About a year ago, I blogged about writing unit tests for OpenPAM to weed out bugs in the configuration file parser, and mentioned a specific bug which my unit tests caught, and which I wouldn’t have noticed without them.
Yesterday, this came back to bite me.
The patch in question fixed the following edge case:
hello "" world
This is supposed to be parsed as three words (“hello”, “” and “world”), but openpam_readword() would incorrectly return NULL instead of the second, empty word, because it wouldn’t allocate a string buffer until it had something to put in it.
Unfortunately, there is a serious problem with that patch:
/* edge case: empty quoted string */ if (word == NULL && (word = malloc(1)) == NULL) { openpam_log(PAM_LOG_ERROR, "malloc(): %m"); errno = ENOMEM; return (NULL); } *word = '\0'; size = 1;
It may be hard to spot if you’re not already familiar with the code, but the last two lines, which were intended to initialize the newly allocated empty string, run regardless of whether a string already existed. What this means is that if your input mixes quoted and unquoted text, such as this:
auth required pam_unix.so try_first_pass authtok_prompt="Password for %u@%h: "
then the moment openpam_readword() hits that double quote, it will overwrite the “a” in “authtok” with a NUL character.
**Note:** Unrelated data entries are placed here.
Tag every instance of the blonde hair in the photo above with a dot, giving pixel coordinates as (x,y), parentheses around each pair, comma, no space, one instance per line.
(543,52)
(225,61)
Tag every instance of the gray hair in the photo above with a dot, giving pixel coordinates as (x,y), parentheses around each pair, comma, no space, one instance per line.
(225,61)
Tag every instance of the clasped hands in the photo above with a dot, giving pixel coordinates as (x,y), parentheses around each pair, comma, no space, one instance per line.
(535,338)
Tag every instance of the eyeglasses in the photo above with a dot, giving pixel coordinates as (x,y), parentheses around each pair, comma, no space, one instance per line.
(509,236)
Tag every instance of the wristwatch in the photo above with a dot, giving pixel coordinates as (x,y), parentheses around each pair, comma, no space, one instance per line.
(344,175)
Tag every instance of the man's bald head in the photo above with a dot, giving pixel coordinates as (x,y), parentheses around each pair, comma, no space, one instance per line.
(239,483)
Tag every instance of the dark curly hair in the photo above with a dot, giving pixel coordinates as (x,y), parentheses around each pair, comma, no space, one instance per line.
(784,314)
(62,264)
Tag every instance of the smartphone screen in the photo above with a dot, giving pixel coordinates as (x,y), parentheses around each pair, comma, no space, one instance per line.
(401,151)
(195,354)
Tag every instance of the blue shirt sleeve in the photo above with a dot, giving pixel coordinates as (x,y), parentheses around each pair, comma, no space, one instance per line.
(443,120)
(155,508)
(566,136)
No matter how much text is later appended, the caller will get an empty string.
Even worse, since that code set size to 1 and openpam_straddch() trusts the caller not to mess with size and len, there is a risk of heap corruption. The next time openpam_straddch() is called, it will see that len (the length of the string) exceeds size (the size of the buffer) and blindly resize the buffer to what it thinks is twice its current size—but in reality, it shrinks the buffer to two bytes, and proceeds to write outside the buffer. Luckily, this is unlikely to have practical consequences since modern allocators will usually not reuse that memory until the entire buffer is freed, and subsequent openpam_straddch() calls will quickly reclaim it.
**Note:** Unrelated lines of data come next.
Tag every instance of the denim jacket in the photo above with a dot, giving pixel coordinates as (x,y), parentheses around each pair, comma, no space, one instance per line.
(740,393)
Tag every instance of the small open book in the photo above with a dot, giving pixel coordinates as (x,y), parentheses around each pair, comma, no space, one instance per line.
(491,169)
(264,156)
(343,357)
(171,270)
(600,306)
The code was meant to look like this:
/* edge case: empty quoted string */ if (word == NULL) { if ((word = malloc(1)) == NULL) { openpam_log(PAM_LOG_ERROR, "malloc(): %m"); errno = ENOMEM; return (NULL); } *word = '\0'; size = 1; }
However, I chose a different solution: I modified openpam_straddch() so it can be used to bootstrap an empty string. This allowed me to reduce the code to this:
/* edge case: empty quoted string */ if (openpam_straddch(&word, &size, &len, 0) != 0) return (NULL);
The issue of trusting the caller not to mess with size and len is thornier. In the end, I decided that there is no way to guard against all possible cases of caller idiocy. In this particular case, I could have noticed that size <= len, but I wouldn’t have known which of the two—if any!—had the correct value.
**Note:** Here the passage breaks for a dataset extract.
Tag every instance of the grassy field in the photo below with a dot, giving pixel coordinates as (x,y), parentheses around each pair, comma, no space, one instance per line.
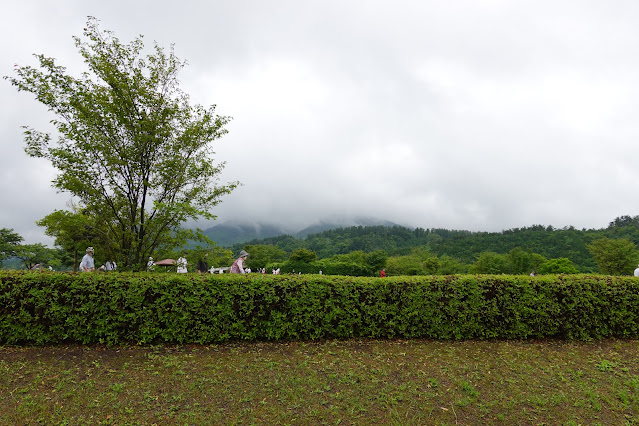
(330,382)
There are several lessons here, but the most important one is probably something I will call “test blindness”: trusting that because your tests passed, the code is correct. This is a fallacy: it assumes that your tests are perfect, but they aren’t, because you aren’t. After all, if you were, you wouldn’t need tests in the first place!
Anyway, I’ve added six unit tests (regression tests, technically) for input that mixes quoted and unquoted text within a single word. I’m also going to set up Bitten to automatically build and test OpenPAM after every commit—this wouldn’t have helped me catch this bug, but it will help me catch regressions.